Curriculum Journal | 2009

Signs, symbols and metaphor: linking self with text in inquiry-based learning

Ruth Deakin Crick; Kath Grushka

The focus in this article is on the role of symbol and metaphor in the development of student self-awareness and engagement in the process of learning. It draws on a case-study which explored the process of an inquiry-based learning project in an Indigenous learning centre in a school in New South Wales, Australia. The data used for this article were taken from the first stage of the inquiry project – the construction of a shared language for learning. The article argues that developing a rich and local language for learning, that links to the collective consciousness of a community through metaphors and symbols, is a crucial prerequisite for inquiry-based learning. It reveals how the naming of native Australian animals as icons for learning power, the co-construction of a learning story and the creation of a self-portrait as a learner collage provide mechanisms through which the students can performatively re-represent and recall their identities as learners. The processes enable the students to make connections between self and the meanings carried in the pictorial texts to develop self-awareness and responsibility for their own learning. It also provides the learners and their mentors with the necessary symbols and metaphors to scaffold the process of the inquiry in ways that allowed them to use the metaphors associated with the symbols to talk about change and to begin to engage with the formal requirements of the curriculum.


British Journal of Educational Studies | 2015

Developing Resilient Agency in Learning: The Internal Structure of Learning Power

Ruth Deakin Crick; Shaofu Huang; Adeela ahmed Shafi; Chris Goldspink

ABSTRACT Understanding students’ learning dispositions has been a focus for research in education for many years.
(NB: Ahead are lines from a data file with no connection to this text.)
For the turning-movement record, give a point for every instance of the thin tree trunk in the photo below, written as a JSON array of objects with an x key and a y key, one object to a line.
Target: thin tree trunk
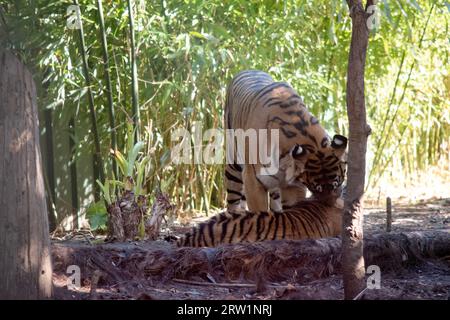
[
  {"x": 352, "y": 231},
  {"x": 98, "y": 162},
  {"x": 73, "y": 174},
  {"x": 134, "y": 83},
  {"x": 112, "y": 124},
  {"x": 25, "y": 264}
]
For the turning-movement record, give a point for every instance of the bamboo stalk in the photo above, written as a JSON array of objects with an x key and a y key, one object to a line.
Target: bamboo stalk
[
  {"x": 73, "y": 173},
  {"x": 111, "y": 111},
  {"x": 98, "y": 167},
  {"x": 134, "y": 83},
  {"x": 386, "y": 134}
]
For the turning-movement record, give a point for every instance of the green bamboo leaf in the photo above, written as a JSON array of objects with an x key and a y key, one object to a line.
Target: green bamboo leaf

A range of alternative approaches to conceptualising and measuring this broad construct have been developed. Traditional psychometric measures aim to produce scales that satisfy the requirements for research; however, such measures have an additional use – to provide formative feedback to the learner. In this article we reanalyse 15 years of data derived from the Effective Lifelong Learning Inventory. We explore patterns and relationships within its practical measures and generate a more robust, parsimonious measurement model, strengthening its research attributes and its practical value. We show how the constructs included in the model link to relevant research and how it serves to integrate a number of ideas that have hitherto been treated as separate. The new model suggests a view of learning that is an embodied and relational process through which we regulate the flow of energy and information over time in order to achieve a particular purpose. Learning dispositions reflect the ways in which we develop resilient agency in learning by regulating this flow of energy and information in order to engage with challenge, risk and uncertainty and to adapt and change positively.